Ritual Items
- Slips of paper
- Pens/pencils
- Mezuzah (optional – you can do the rest of the ritual without a mezuzah if you don’t have one).
- Jar or basket
This ritual should be done right outside the front door to the home.
Facilitator
Life is a series of comings and goings, entrances and exits. We stand here now outside the doorway of our new home. Throughout this coming year there will be thousands of leavings and returnings, but only this doorway marks the threshold between the world outside and the world of our hearts.
The blessing inside the mezuzah, the V’ahavta, is a poem about love – You shall love the Source of Life with all your heart, with all your soul, with all your might. This commandment reminds us to enter and exit this home with love in our hearts.
Whatever we encounter on the other side of this door, we choose what comes inside with us, and what we leave on the doorstep. The love shared inside this home can be carried through the doorway as well, a reminder of what awaits us when we return.
To honor this sacred moment, in addition to affixing the mezuzah, we will each write three kavanot – intentions – we’d like to bring to life in our new home. What might we create in this space together? How do we want to feel when we enter and when we exit? What does it mean to each of us when we say “I am coming home?”
Take five minutes to write and reflect individually.
Once everyone has finished, say:
I invite you to share one or more of your blessings/hopes for our new home, and then add it to this jar/basket. We will keep the jar/basket at [a place in your home, perhaps a bookshelf in a central location].
Community shares.
Facilitator:
Thank you, everyone. In the Jewish tradition, HaMakom, The Place, is one of the names of the Divine. May we make this place, our home, holy every day with (list things people offered as blessings), and with laughter, love, and growing.

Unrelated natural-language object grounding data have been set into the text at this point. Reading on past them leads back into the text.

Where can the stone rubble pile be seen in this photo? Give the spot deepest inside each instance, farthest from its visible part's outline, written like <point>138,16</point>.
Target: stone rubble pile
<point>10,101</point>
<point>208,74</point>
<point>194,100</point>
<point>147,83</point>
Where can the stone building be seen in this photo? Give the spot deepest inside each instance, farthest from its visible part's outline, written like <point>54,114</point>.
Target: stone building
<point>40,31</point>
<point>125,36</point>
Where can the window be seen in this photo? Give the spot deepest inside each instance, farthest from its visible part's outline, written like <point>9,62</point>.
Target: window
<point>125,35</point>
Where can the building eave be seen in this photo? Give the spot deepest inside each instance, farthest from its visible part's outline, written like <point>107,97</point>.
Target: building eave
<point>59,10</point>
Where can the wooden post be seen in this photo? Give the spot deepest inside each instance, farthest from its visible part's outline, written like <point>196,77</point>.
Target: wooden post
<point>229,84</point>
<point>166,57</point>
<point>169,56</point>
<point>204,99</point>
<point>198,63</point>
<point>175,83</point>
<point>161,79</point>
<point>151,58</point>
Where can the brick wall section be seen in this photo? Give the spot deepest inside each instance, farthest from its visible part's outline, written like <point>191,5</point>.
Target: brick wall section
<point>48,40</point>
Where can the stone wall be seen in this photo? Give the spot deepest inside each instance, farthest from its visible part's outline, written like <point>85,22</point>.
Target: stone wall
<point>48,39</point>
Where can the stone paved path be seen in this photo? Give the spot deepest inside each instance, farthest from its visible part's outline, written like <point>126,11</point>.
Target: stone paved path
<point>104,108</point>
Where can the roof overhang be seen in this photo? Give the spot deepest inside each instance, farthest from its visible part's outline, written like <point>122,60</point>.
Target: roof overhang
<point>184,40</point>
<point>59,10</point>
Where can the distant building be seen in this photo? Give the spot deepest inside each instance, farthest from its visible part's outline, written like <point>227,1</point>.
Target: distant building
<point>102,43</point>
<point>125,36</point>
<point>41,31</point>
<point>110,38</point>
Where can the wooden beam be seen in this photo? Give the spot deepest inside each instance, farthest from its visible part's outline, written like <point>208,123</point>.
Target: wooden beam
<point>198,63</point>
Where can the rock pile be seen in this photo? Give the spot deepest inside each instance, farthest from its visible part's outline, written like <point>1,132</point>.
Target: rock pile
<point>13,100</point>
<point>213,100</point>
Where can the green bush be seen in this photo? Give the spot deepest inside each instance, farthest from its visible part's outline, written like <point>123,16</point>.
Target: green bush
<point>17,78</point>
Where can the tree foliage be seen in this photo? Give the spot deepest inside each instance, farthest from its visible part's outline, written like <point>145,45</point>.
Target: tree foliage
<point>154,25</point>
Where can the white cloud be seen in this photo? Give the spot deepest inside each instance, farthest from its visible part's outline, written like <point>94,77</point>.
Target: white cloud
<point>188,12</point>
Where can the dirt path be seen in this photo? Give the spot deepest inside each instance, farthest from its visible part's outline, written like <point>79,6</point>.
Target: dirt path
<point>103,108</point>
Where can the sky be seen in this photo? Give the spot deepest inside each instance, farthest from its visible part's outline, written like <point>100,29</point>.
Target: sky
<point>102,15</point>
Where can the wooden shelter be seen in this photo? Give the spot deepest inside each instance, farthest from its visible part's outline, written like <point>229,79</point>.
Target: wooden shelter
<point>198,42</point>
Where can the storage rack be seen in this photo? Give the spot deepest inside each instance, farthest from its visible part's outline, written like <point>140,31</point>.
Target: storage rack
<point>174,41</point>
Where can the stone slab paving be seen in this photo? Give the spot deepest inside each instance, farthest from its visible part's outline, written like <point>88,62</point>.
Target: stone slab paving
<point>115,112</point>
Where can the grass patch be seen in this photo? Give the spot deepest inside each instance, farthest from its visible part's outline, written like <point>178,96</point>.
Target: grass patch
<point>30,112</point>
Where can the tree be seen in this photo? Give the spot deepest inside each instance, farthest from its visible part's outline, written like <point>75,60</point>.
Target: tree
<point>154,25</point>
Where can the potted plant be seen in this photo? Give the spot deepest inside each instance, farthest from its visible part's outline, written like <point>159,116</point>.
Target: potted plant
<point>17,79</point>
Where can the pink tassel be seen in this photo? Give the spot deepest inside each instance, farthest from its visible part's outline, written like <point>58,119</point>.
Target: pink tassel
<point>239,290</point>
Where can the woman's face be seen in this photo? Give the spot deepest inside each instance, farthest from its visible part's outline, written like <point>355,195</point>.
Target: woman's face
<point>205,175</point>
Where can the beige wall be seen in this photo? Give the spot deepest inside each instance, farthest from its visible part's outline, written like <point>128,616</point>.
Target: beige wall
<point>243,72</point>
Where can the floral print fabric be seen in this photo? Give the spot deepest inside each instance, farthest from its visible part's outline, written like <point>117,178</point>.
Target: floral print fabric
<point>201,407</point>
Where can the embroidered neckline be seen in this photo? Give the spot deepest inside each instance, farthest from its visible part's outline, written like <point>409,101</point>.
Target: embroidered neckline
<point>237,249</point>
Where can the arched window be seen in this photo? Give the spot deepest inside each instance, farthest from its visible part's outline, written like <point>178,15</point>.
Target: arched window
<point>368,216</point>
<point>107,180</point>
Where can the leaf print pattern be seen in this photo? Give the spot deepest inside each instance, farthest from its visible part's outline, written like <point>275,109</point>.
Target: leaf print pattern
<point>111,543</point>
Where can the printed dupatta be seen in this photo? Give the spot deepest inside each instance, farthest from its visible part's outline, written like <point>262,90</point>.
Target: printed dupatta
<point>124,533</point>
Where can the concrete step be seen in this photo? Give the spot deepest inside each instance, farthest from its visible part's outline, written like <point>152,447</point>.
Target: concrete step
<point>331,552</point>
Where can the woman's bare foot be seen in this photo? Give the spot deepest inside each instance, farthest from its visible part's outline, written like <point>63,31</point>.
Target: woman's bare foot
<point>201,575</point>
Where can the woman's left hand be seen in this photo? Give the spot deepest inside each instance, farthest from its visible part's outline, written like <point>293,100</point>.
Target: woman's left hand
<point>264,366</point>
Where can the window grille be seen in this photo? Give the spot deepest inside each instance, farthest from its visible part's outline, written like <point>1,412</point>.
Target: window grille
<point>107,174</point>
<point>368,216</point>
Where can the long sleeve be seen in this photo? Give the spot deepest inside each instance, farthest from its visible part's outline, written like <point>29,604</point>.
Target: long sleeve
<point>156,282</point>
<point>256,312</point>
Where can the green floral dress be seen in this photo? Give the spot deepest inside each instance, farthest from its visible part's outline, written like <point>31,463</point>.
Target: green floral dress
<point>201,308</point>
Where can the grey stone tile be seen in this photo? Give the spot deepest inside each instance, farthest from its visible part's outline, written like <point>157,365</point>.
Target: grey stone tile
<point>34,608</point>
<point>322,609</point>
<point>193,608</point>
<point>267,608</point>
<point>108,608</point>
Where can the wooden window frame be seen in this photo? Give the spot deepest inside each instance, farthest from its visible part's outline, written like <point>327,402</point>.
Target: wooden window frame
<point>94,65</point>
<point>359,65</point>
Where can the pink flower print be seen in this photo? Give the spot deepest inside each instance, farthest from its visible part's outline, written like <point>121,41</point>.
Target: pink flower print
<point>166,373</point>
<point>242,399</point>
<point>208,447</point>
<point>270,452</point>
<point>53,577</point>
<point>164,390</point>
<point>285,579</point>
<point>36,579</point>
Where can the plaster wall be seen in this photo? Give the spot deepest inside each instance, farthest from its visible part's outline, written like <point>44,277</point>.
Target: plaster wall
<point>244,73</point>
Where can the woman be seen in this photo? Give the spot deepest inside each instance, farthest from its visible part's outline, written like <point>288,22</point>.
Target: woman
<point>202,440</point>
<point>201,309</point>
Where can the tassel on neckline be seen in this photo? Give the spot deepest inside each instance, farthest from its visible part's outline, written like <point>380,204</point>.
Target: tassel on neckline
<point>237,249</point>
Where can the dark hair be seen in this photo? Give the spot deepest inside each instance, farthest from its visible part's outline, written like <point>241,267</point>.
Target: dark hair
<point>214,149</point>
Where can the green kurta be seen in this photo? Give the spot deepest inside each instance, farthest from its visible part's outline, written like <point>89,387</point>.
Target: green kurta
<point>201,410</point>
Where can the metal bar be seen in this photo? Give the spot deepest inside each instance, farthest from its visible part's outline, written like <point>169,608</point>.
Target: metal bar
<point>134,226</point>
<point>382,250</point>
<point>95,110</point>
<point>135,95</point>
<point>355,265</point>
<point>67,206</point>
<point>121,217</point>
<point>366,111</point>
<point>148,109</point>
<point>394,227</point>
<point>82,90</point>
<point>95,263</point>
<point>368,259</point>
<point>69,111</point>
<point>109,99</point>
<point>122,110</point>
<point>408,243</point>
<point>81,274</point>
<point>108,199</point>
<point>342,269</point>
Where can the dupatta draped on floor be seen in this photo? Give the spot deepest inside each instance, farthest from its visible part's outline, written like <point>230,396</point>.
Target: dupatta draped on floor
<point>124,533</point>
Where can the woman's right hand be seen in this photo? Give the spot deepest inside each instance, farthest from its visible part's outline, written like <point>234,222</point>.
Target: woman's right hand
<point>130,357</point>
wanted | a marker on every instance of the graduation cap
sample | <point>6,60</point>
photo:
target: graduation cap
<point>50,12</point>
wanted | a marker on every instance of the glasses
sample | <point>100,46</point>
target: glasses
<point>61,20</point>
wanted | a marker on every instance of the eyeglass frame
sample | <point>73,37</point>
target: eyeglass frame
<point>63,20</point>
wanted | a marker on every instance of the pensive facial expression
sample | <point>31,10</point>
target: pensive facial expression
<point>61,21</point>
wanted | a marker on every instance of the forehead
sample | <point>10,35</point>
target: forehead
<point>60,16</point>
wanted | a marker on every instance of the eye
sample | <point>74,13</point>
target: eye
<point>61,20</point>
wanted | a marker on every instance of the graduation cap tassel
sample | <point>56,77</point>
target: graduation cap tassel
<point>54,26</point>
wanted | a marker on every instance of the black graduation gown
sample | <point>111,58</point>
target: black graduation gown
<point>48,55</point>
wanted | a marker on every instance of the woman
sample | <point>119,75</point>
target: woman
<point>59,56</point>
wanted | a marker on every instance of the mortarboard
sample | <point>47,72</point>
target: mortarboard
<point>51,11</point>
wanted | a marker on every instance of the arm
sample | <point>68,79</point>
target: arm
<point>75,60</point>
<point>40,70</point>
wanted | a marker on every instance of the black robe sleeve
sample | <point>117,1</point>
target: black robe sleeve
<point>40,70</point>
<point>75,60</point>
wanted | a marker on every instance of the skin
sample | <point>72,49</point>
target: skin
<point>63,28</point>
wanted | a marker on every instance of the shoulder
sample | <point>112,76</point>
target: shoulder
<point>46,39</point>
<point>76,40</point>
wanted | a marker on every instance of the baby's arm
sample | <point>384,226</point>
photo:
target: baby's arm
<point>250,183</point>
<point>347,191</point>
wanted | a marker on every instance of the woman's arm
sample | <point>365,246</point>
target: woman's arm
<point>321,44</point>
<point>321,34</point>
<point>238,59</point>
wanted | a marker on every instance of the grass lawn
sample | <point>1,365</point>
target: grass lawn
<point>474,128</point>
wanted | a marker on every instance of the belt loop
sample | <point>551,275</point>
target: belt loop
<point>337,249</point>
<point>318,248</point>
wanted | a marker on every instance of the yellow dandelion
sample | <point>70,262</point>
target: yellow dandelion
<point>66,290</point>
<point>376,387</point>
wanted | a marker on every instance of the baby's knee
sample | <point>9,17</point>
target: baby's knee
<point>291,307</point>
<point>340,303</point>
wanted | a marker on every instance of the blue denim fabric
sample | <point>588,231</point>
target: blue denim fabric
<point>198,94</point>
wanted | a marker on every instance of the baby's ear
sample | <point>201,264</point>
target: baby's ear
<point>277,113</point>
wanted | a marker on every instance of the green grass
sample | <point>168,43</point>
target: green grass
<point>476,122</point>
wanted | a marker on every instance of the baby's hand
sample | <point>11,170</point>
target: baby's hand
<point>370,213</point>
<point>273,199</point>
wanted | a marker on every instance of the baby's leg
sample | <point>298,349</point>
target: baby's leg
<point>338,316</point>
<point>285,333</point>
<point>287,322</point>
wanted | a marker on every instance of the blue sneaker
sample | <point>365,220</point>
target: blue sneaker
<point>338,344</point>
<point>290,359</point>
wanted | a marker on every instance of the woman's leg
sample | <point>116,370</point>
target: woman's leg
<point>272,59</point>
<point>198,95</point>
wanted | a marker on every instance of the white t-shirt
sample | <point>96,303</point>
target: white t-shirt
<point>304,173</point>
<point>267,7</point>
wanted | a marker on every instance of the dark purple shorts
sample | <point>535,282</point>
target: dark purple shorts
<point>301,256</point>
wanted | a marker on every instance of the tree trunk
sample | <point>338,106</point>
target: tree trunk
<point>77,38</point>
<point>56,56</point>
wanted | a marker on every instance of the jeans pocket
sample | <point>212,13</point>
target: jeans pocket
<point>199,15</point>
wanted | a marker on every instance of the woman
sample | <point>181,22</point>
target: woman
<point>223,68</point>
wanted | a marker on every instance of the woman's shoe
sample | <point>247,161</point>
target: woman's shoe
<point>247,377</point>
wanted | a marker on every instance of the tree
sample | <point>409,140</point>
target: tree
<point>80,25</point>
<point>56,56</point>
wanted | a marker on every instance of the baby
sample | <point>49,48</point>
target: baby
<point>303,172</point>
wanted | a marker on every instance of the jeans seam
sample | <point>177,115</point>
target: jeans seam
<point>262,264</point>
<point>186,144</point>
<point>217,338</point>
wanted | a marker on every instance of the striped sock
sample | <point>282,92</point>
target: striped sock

Affixing the Mezuzah (place scroll in case, recite blessing, then affix):
Traditional:
Blessed are You, God, ruler of the universe who has sanctified us with commandments and commanded us to affix the Mezuzah.
Barukh Atah, Adonay Eloheynu, melekh ha’olam asher kidshanu b’mitzvotav v’tzivanu likboa mezuzah.
Recommendation: If you’d like, you may also include “Blessing for a New Beginning” by John O’Donohue.